Rare photographs of Mahatma Gandhi and the historic trail left behind by him were put on display at an exhibition in the state museum on Saturday.

delhi Updated: Jan 30, 2010 15:12 IST

Rare photographs of Mahatma Gandhi and the historic trail left behind by him were put on display at an exhibition in the state museum on Saturday.

"More than 150 rare photographs relating to Mahatma Gandhi have been displayed in a six-day exhibition that was opened to the public on his martyrdom day (Saturday) here. Thirty-five photographs are exclusively relating to his visits to Shimla to meet British rulers and freedom fighters," Prem Parshad Pandit, in charge of the Himachal directorate of language and culture, told IANS.

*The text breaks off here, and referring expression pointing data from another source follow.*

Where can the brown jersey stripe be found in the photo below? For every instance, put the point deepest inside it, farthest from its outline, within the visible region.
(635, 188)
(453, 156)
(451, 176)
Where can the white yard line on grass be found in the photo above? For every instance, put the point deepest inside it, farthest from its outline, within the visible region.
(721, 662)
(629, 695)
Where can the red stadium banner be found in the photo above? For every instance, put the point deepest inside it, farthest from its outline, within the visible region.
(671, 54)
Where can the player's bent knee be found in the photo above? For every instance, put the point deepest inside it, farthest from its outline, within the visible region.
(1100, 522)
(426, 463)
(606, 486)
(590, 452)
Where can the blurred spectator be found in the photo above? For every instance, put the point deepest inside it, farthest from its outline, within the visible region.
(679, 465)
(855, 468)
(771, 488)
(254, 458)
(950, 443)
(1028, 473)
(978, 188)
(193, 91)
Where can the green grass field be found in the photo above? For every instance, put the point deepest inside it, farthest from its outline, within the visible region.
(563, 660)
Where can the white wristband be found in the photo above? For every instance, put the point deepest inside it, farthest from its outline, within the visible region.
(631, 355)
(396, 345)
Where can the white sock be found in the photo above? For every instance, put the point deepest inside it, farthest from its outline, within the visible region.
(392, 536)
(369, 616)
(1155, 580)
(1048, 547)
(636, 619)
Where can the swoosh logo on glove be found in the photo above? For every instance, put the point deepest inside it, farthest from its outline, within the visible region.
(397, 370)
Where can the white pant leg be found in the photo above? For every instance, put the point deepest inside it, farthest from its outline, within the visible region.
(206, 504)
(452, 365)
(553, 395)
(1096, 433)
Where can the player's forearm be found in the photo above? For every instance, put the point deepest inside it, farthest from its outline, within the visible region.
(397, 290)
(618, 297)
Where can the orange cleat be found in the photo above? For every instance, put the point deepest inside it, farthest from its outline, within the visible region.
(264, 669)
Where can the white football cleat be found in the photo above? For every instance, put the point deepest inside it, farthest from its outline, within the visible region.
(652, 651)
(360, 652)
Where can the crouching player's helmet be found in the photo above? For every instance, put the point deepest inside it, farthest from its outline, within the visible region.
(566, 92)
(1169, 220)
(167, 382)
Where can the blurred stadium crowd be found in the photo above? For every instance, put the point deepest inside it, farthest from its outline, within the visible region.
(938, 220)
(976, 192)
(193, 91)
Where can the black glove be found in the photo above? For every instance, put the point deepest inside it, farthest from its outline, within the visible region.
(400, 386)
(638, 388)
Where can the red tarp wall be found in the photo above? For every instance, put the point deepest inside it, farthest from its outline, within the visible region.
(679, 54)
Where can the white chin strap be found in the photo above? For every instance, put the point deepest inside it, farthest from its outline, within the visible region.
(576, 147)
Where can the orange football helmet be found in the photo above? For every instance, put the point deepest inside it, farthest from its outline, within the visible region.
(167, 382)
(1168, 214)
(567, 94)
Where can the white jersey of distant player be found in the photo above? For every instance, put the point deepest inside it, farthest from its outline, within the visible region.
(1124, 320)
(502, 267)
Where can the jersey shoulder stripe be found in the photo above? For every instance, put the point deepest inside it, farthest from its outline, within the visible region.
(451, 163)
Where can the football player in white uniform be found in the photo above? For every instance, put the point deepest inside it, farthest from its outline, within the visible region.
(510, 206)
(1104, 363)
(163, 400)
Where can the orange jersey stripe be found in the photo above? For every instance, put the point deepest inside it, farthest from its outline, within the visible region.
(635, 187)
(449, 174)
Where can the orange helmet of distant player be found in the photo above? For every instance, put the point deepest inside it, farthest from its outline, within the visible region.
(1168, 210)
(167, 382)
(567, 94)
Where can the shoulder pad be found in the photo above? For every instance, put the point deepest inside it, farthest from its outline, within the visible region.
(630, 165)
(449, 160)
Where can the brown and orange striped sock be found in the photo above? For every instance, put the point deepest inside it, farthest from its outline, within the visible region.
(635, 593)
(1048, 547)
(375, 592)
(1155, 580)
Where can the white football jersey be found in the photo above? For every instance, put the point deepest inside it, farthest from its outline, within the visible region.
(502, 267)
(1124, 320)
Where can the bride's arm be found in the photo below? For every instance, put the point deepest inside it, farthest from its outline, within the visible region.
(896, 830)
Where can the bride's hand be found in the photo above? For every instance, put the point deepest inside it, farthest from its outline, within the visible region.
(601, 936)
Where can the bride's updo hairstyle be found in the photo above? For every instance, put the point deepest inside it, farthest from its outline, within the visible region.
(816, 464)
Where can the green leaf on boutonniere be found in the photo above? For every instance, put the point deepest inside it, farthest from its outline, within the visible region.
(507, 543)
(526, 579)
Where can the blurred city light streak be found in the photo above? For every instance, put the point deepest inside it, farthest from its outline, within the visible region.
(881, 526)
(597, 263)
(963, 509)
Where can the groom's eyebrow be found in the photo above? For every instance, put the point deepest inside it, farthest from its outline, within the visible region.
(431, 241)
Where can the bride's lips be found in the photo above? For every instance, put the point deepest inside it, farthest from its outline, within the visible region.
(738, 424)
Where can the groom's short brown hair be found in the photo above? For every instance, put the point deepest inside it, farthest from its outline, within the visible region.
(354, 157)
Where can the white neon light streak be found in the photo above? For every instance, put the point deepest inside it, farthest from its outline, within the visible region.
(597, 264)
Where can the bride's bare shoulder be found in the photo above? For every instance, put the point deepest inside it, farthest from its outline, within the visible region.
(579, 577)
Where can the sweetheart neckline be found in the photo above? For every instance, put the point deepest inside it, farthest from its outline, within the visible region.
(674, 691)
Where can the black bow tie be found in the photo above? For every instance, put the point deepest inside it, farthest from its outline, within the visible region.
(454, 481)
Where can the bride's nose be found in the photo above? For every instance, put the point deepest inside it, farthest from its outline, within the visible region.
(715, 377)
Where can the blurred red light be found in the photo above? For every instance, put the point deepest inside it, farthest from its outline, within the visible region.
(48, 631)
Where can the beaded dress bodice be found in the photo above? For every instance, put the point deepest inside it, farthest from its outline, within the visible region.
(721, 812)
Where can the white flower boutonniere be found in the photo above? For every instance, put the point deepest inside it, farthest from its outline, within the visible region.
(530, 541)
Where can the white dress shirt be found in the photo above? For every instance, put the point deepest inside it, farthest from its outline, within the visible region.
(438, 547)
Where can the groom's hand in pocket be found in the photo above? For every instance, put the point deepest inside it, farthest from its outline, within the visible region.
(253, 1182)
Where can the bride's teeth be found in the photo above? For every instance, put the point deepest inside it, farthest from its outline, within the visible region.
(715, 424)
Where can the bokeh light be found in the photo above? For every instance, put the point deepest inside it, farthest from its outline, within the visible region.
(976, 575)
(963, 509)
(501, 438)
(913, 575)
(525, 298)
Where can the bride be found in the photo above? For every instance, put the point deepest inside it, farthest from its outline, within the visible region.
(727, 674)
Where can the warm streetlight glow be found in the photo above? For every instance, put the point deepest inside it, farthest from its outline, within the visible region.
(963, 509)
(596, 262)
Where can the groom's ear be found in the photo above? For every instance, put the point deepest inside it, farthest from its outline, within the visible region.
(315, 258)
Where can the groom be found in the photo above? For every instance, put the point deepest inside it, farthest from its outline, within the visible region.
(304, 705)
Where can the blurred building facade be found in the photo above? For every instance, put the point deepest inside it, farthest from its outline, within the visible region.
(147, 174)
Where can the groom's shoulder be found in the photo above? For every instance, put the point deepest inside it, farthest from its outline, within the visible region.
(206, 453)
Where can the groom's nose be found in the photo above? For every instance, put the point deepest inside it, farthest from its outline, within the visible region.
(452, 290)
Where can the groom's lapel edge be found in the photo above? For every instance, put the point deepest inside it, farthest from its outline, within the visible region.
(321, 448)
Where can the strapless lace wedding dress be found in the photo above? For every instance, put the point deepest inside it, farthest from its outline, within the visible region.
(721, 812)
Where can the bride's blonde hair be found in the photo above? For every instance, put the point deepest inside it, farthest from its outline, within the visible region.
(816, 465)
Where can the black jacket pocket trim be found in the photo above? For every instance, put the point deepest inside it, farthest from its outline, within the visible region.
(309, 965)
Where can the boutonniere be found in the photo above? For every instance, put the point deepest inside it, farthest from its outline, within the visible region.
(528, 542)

The photographs include his address to the public at an Idgah, reciting bhajans and riding on a rickshaw on his way to meet the then viceroy, Lord Reading. All these photographs date back to his visit to Shimla May 12, 1921.

As per the list compiled by a sub-group of the Gandhi Heritage Committee constituted by the culture ministry, the Father of the Nation had visited this summer capital of the British at least 11 times between 1921 and 1946.

Accompanied by Madan Mohan Malaviya and Lala Lajpat Rai, Mahatma Gandhi first reached Shimla May 12, 1921, to meet Lord Reading. He stayed at Shanti Kuti in Chakkar area.

After this, he visited the residence of James Crerar May 13, 1931, to meet the then home secretary, H.W. Emerson. During that visit, he stayed in Firgrove, the bungalow of Lala Mohanlal in the Jakhu area.

On May 14 and 15, he addressed a number of meetings at the Arya Samaj Mandir and Idgah.

On July 15, 1931, he again came here to meet the then viceroy, Lord Willington, at the Viceregal Lodge that now houses the Indian Institute of Advanced Studies.

Accompanied by Vallabhbhai Patel, Prabhashankar Pattani, M.A. Ansari and Jawaharlal Nehru, Bapu reached Shimla Aug 25, 1931 to meet Emerson.

From Sep 4 to 5, 1939, he visited Manorville, the residence of Rajkumari Amrit Kaur at Summer Hill. There he spent most of his time reciting bhajans.

He also visited this house in 1940, 1945 and 1946.

On Sep 27, 1940, Gandhi stayed with the eldest brother of Rajkumari Amrit Kaur, Raja Raghubir Singh, at the Chadwick bungalow. He was here to meet the viceroy.

Gandhi's grandson Gopalkrishna Gandhi, who was the chairman of a sub-group of the Gandhi Heritage Committee, has demanded that the places where he had visited in the country should be developed as heritage sites.

"The places where Mahatma Gandhi had stayed and visited should be developed as heritage sites," Gopalkrishna told IANS during his visit here in October last year.

"Most of the properties, especially private, that were once visited by Gandhi across the country are in a shambles. There is need to restore them in order to maintain their sanctity," he said.

"The history which Bapu had left behind has been tracked by us (the committee). We have submitted a detailed list about the public places, parks and committee halls where the Mahatma visited and stayed.

"The list has been compiled alphabetically. It starts from Aat in Gujarat and ends at Zulfipur in Bihar. As per our study, Gandhi visited more than 2,000 places," Gopalkrishna, who was the former West Bengal governor, said.